The recognition of China in the United States and Europe remained in the field of a few specialists until the 1950s but gradually gained new attention due to the political change in the international community and China. Following the increased public interests, the demand for new book increased. the representative Chinese synoptic history book published at that time was The Cambridge History of China. In 1966, Professor Denis Twitchett and Professor John K. Fairbank planned to write a book with support from the U.S. government “to provide Western readers with contents and basic Chinese history,” Unlike the previous Chinese synoptic history books, The Cambridge History of China Vol. 8: The Ming Dynasty was published in 1988 by the participation of locally working American, European and Chinese scholars.

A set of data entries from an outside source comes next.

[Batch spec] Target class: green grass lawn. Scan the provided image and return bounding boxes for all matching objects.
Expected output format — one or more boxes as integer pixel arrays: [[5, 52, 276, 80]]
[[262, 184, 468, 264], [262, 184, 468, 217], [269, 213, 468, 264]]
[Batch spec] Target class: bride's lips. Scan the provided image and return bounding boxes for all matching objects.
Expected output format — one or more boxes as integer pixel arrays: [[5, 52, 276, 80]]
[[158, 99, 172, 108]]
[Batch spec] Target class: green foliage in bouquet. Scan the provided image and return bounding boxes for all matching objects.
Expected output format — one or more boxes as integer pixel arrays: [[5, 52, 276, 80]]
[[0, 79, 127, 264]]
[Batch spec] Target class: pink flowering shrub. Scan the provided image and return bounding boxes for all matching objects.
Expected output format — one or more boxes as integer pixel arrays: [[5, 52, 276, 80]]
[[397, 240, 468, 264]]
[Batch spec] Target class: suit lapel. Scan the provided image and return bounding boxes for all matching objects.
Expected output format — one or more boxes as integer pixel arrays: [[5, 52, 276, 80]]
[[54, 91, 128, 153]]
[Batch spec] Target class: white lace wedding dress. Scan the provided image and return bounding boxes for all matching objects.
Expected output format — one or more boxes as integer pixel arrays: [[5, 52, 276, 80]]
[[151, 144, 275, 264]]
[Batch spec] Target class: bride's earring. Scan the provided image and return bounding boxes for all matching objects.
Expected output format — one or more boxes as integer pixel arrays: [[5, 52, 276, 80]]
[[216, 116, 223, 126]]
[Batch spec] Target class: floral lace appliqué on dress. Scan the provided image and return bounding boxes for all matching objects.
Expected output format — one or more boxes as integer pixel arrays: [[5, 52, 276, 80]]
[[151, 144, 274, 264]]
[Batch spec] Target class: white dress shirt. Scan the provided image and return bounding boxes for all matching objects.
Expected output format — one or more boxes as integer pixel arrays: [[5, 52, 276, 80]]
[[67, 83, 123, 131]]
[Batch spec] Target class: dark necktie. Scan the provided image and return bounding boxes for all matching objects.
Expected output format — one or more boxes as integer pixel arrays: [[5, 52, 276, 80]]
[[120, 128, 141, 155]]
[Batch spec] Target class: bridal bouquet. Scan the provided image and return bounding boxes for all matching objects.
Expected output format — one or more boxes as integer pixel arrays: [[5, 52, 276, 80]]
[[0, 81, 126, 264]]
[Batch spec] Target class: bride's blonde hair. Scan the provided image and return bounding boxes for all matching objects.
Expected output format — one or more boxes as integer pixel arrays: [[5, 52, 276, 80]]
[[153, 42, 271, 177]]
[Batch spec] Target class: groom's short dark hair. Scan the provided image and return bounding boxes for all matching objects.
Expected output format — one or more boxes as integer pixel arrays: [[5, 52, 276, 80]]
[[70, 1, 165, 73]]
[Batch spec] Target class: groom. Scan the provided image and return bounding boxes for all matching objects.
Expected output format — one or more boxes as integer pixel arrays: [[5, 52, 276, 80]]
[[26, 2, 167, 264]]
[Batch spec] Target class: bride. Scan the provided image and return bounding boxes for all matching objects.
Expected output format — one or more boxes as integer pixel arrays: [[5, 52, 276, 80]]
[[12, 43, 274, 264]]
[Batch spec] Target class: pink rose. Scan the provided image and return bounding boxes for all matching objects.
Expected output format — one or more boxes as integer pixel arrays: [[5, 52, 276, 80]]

Obvious limits were undeniable when British and American researchers investigated Chinese history. In the mid-twentieth century, when this book was prepared and published, direct contact with China was limited. It was not easy to read completely unfamiliar texts and cultures, obtain data, and exchange between scholars. Unlike Chinese researchers, they were unaccustomed to an approach to the historical sources through a long-learning process to train a macroscopic perspective.
This article will discuss such as the background of the writing process, the relationship between researchers, the achievement of researches in the U.S. and Europe on Chinese history at that time, and the gap of the times behind the achievement through analysis of “Political History part”, The Cambridge History of China: The Ming Dynasty, Part Ⅰ, published in 1988, with focus on human factors.